MetPX / wmo_mesh

minimal sample to demonstrate mesh network with a pub/sub message passing protocol (mqtt in this case.)
GNU General Public License v2.0
4 stars 2 forks source link

consideration of addressable links #16

Open tomkralidis opened 4 years ago

tomkralidis commented 4 years ago

cc @efucile @alexandreleroux

In the context of WIS discovery metadata, distribution links provide valuable means to guide users to interacting with data.

Consider advertising a WMS map link within a dataset's discovery metadata:

{
    "rel" : "items",
    "type" : "image/png",
    "title" : "OGC:WMS map of this dataset",
    "href" : "https://example.org/wms/service=WMS&version=1.3.0&request=GetMap&layer={layer}&bbox={miny},{minx},{maxy},{maxx}&format={format}&crs={crs}&width={width}&height={height}",
    "templated" : "true"
}

Can we accomplish something similar with AMQP or MQTT? That is, provide a URI which allows a user to click/subscribe (albeit in a known way).
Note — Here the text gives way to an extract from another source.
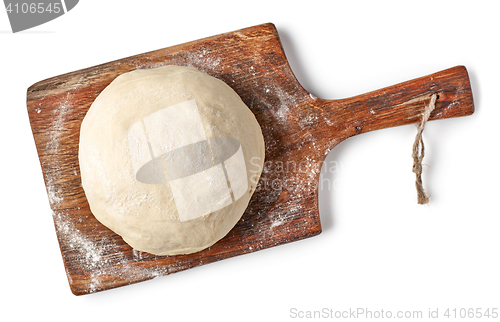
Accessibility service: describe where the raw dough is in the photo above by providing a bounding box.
[79,66,264,255]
It looks like there is a convention for both RabbitMQ and MQTT, which go as far as connection, but there may be value in further specifying this like:

{
    "rel" : "items",
    "type" : "application/json;subtype=x-wmo-wis",
    "title" : "AMQPS feed of this dataset",
    "href" : "amqps://anonymous@example.org/my-vhost/my-exchange/my-topic/my-subtopic"
}

Of course, non-trivial cases would go through other arrangements, but the above may be helpful as low barrier entry to PubSub advertising in WIS Metadata.

petersilva commented 4 years ago

as discussed, some relevant background:

summary of above from only two brokers, but others follow the same "trend" (really a lack of trend.):

Each broker implements different and conflicting URI/URL conventions.

So... if we want to define a feed URI we kind of have full freedom, because there is nothing to adopt:

the rest... well...

so ideally, the rest of the url would be something like:

exchange/topic/topic/filename or in MQTT just the topic hierarchy.

My first guess would be to use MQTT syntax as-is for the topic hierarchy. An important aspect of any pub-sub mechanism is wildcarding. The current proposals for topic hierarchies include dates, and the need and use of wildcards is frequent. so that must be allowed for. MQTT uses '/' as a topic separator (instead of dot (.) in AMQP ), + as a single topic wildcard (This is in AMQP), and the hashsign (#) as a match the rest of the tree* wildcard (same as AMQP)

That might be enough for simple cases... but I am not sure. I need to play around a bit to see what the above means in practice. Things I am wondering about:

that's all for now...

petersilva commented 4 years ago

@josusky of interest.

petersilva commented 4 years ago

thinking about it... can ignore baseURL, because it will come from the messages, after connection.

josusky commented 4 years ago

Hi Tom, Hi Peter, Before I dive into technical details I would like to understand the big picture. Are you suggesting to have a special feeds (brokers + topics ...) to publish some kind of "metadata" (i.e. notifications about new data sources (producers/publishers) that have appeared, and where one can subscribe to start receiving the new data)? And perhaps you expect to periodically re-publish "metadata" of all existing (known) data sources? And is your heresy going so far as to suggest that these "metadata" will not be in form of XML that conforms to a set of sophisticated ISO standards, that even the experts do not know how to correctly validate, but instead have form of a simplistic JSON? How dare you? If we were in a British film you would certainly be an Australian :-) It is Monday morning, so I might be reading it all wrong - but I like it. Just please confirm (you know: "me native speaker be not").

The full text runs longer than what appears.